I coded two simple neural networks to add two numbers, and to square a number. I used them to create a program to multiply two numbers.

import tensorflow as tf
import numpy as np

model_add = tf.keras.models.load_model('model_add.keras')
model_sqr = tf.keras.models.load_model('model_sqr.keras')

predicted_product = model_sqr.predict(model_add.predict(np.array([3, 4]))) - model_sqr.predict(np.array([3])) -  model_sqr.predict(np.array([4]))
print(predicted_product/2)

I had specified an input shape of (1,) for the square model and trained it on this data:

x_train = np.random.random((200000,1))*100-50

For the addition model, I trained it on

X_train = np.random.rand(num_train, 2)

I assume that since each element of the training array is what is inputted to the model each time during training, similarly, it is that same shape that is to be used for inputting testing data to the model. This is as it is for the square model, where I trained it on inputs of shape (200000,1) and used numpy arrays of shape (1,) as inputs.

But when I run this program, the following error shows up;

Invalid input shape for input Tensor("sequential_1/Cast:0", shape=(2,), dtype=float32). 
Expected shape (None, 2), but input has incompatible shape (2,)

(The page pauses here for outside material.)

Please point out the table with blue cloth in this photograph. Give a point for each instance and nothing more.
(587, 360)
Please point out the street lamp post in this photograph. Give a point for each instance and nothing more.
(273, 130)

It looks like I should have used np.array([[3, 4]]) instead of np.array([3, 4]). But since each element of the training data for the addition model is of the shape (2,), shouldn't that be what I use?

EDIT: The add model I'm using is

num_train = 1000

X_train = np.random.rand(num_train, 2)
y_train_add = X_train[:, 0] + X_train[:, 1]

model_add = Sequential(
        [
            Dense(10),
            Dense(1)
            ]
        )
batch_size = 32
epochs = 100

model_add.compile(loss = 'mse', optimizer='adam')
model_add.fit(X_train, y_train_add, batch_size=batch_size, epochs=epochs, verbose = 1)

And the square model I'm using is coded as:

x_train = np.random.random((200000,1))*100-50
y_train = np.square(x_train)

model_sqr = Sequential(
        [
            Dense(8, activation = 'elu', kernel_regularizer = regularizers.l2(0.001), input_shape = (1,)),
            Dense(8, activation = 'elu', kernel_regularizer = regularizers.l2(0.001)),
            Dense(1)
            ]

        )

batch_size = 32
epochs = 100

model_sqr.compile(loss = 'mse', optimizer='adam')
model_sqr.fit(x_train, y_train, batch_size=batch_size, epochs=epochs, verbose = 1)

Solution

  • Normally, the training in TensorFlow is done in batches of your training data (currently, the batch size defaults to 32). Your training data will be split using the batch size and iteratively propagated through the model. So it is indeed using your training samples each as input during training.

    The same goes for inference of the model. You can pass multiple test samples to the model (including a batch size), which is why you get an error. The .predict() function expects a collection of samples (e.g. np.array). Since a sample of your addition model requires to be of shape (2,) the required shape to give to the .predict() function needs to be (None, 2). None indicates that you can have any number of samples.

    Note that the output of the .predict() function also returns the predictions for the number of provided samples. To examine your model I suggest using TensorFlow Graph. It can be displayed in the TensorBoard and also displays the shape of each layer. For a simplified view you can just use model.summary().